Conclusion

Que peut-on conclure de ce que nous venons de voir ? Tout d'abord, retenons que l'alternance des formes j'vais/j'vas/m'as s'explique en termes de contraintes sociales et linguistiques :

i) j'vais étant la forme standard, elle est naturellement plus employée par les femmes et les locuteurs dont le niveau d'éducation est le plus élevé ;

ii) la forme m'as étant rarement employée, j'vas a perdu sa neutralité sociostylistique, pour devenir la variante vernaculaire principale ;

iii) l'usage de m'as est réservé aux locuteurs les moins éduqués. Par ailleurs, il est significativement plus employé au futur que dans un contexte habituatif.

L'approche variationniste, bien que particulièrement efficace pour dégager certaines tendances lourdes, doit cependant être appliquée rigoureusement, et il est nécessaire de procéder systématiquement à une analyse minutieuse de la répartition des occurrences, afin de ne pas surgénéraliser l'effet d'une variable indépendante. Dans le cas de cette étude, la répartition de m'as a révélé que 18 occurrences sur 19 avaient été produites par un seul locuteur, ce qui empêche, bien entendu, de surgénéraliser les résultats à une classe particulière de locuteurs.

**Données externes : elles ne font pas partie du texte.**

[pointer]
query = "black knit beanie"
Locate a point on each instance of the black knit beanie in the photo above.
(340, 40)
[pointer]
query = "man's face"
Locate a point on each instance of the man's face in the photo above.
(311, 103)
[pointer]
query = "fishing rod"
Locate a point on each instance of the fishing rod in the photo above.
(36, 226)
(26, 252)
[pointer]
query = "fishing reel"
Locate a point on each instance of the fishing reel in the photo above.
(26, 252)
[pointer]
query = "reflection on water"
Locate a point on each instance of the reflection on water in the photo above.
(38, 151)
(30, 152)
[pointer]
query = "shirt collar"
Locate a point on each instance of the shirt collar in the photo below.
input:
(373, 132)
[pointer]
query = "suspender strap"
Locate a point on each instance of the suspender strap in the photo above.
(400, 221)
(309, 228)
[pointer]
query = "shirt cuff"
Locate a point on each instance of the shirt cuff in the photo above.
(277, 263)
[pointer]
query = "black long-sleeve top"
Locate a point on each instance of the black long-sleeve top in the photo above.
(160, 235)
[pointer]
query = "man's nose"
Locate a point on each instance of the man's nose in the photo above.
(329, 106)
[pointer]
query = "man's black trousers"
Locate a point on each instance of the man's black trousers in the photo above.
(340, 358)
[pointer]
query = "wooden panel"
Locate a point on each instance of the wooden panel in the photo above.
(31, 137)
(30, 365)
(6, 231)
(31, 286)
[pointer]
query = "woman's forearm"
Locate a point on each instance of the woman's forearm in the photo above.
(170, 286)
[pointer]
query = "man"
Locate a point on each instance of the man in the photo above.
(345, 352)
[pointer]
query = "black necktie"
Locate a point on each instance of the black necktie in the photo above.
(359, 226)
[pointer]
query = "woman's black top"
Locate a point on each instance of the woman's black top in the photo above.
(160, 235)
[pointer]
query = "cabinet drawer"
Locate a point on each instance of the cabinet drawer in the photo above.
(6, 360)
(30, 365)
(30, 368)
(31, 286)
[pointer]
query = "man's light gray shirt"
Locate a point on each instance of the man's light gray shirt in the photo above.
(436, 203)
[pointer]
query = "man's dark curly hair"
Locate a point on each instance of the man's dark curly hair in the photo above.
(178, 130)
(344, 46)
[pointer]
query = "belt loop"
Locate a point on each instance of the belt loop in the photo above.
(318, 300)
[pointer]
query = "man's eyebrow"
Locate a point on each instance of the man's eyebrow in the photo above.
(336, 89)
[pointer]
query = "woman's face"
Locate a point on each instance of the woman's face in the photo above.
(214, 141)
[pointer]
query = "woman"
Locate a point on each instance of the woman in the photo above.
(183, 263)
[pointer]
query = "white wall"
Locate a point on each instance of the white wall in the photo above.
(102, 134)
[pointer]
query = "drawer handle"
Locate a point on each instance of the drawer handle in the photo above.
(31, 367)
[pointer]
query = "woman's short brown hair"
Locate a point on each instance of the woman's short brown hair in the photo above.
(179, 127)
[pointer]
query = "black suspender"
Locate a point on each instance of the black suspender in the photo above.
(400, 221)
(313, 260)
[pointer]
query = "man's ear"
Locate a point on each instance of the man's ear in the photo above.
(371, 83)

Nous retiendrons également que les corrélations observées dans le corpus de français manitobain sont identiques à certaines soulignées dans les études de Mougeon, Beniak et Walli (1988)[1], Mougeon et Beniak (1991)[2], Mougeon (1996)[3] et Mougeon, Nadasdi et Rehner (2009)[4] sur le français parlé en Ontario. Il semble donc y avoir un lien de parenté évident entre le français manitobain et le français ontarien. Bien que le corpus de français manitobain ait été construit selon une méthodologie très différente de celle des corpus qui ont été examinés sur le français ontarien, l'approche variationniste a permis de dégager des points de convergences entre les deux variétés de français parlées en Ontario et au Manitoba. Nous verrons, dans la dernière étude consacrée à /tʊt/, que l'approche variationniste nous permettra de comparer davantage de corpus, et d'en tirer des conclusions plus larges sur la filiation des variétés de français laurentien.